Rich Mooi2,1 and Bruno David2
1 Department of Invertebrate Zoology and Geology, California Academy of Sciences, Golden Gate Park, San Francisco, CA 94118-4599
2 UMR CNRS 5561, Université de Bourgogne 6, bd. Gabriel F-21000, Dijon, France

The Extraxial-Axial Theory (EAT) is applied to the body wall homologies of asteroids. Attempts to characterize major plate systems of asteroids as axial or extraxial, particularly those that are highly organized into series, can be problematic. However, the Optical Plate Rule (OPR) is instrumental in establishing that ambulacrals and terminals are axial.
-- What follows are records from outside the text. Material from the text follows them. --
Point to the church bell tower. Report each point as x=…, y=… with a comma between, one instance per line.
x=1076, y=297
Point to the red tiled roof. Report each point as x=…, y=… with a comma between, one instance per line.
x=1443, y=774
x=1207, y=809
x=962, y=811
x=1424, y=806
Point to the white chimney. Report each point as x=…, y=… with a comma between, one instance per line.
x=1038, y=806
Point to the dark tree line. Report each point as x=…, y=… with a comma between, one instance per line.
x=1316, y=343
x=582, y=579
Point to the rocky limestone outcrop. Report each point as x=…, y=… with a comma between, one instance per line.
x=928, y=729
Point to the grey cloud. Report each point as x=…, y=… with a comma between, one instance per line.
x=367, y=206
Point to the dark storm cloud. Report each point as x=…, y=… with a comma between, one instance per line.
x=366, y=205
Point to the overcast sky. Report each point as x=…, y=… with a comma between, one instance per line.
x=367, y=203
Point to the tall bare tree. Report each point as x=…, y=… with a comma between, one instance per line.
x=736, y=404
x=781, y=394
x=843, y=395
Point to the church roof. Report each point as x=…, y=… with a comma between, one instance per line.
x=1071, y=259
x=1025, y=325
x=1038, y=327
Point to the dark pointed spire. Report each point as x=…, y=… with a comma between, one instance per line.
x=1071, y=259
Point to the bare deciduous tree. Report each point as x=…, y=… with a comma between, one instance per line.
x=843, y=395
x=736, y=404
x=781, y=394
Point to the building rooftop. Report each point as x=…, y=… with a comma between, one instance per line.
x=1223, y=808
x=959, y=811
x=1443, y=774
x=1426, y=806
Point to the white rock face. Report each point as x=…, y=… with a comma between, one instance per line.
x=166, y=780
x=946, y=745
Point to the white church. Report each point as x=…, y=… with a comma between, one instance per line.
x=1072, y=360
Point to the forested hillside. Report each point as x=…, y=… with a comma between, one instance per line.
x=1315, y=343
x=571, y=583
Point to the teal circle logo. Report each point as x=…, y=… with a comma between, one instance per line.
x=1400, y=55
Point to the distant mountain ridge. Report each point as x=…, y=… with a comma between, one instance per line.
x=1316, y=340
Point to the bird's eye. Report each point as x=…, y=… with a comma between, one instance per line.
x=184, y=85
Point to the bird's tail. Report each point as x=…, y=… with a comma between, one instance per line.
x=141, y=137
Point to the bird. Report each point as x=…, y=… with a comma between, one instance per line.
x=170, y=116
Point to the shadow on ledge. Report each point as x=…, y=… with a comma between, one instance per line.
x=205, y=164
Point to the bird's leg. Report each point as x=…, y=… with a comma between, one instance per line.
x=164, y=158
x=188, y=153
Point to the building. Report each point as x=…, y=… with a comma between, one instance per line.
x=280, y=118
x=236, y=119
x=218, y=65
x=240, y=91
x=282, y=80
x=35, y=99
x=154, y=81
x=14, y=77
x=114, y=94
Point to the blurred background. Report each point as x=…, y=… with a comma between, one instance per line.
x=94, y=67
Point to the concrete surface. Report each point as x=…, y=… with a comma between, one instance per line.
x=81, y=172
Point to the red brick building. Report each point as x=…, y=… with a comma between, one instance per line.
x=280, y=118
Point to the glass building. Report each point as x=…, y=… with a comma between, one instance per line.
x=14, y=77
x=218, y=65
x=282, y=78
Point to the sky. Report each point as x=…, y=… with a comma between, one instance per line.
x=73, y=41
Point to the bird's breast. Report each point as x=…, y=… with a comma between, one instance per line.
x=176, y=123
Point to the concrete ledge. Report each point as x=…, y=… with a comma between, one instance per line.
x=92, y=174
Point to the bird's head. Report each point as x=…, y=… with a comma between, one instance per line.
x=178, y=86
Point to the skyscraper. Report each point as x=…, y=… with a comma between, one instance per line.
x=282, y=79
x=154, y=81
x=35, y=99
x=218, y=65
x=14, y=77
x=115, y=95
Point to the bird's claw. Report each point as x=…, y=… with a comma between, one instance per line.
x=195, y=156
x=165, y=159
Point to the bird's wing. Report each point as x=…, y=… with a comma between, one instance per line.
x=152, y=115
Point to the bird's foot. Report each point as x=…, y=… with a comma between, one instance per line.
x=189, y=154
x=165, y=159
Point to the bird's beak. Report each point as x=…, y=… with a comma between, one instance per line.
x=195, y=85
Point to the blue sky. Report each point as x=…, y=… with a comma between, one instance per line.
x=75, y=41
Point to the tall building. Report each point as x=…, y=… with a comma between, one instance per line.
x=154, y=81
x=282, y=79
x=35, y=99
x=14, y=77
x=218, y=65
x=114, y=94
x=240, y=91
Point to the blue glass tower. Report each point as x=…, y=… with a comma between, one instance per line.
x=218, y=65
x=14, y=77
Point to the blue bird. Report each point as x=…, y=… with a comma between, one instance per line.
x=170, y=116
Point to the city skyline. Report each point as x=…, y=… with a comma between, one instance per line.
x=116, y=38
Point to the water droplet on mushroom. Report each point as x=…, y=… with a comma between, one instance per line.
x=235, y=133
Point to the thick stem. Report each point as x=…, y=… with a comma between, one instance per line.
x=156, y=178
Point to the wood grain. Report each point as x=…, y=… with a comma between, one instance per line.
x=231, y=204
It is equally clear that the region aboral to the marginal frame is a part of the perforate extraxial body wall (with the possible exception of the centrodorsal, which is likely imperforate extraxial). Previously established EAT criteria, particularly those strongly rooted in the embryologically expressed boundary between axial and extraxial body wall in larvae, suggest that marginals, and perhaps adambulacrals, are extraxial in origin. We also explore the extraxial nature and phylogenetic significance of the odontophore. Our data from both juveniles and adults show that plate and tube foot addition sequences occur according to the OPR, and shed light on poorly known homologies of the asteroid mouth frame. These data indicate that the mouth angle ossicle must at least contain the first ambulacral, although we cannot rule out the possibility that the first adambulacral also contributes to the construction of this ossicle. The interpretations provided by the EAT for all ossicles suggest a synapomorphy scheme for somasteroids, ophiuroids, and asteroids.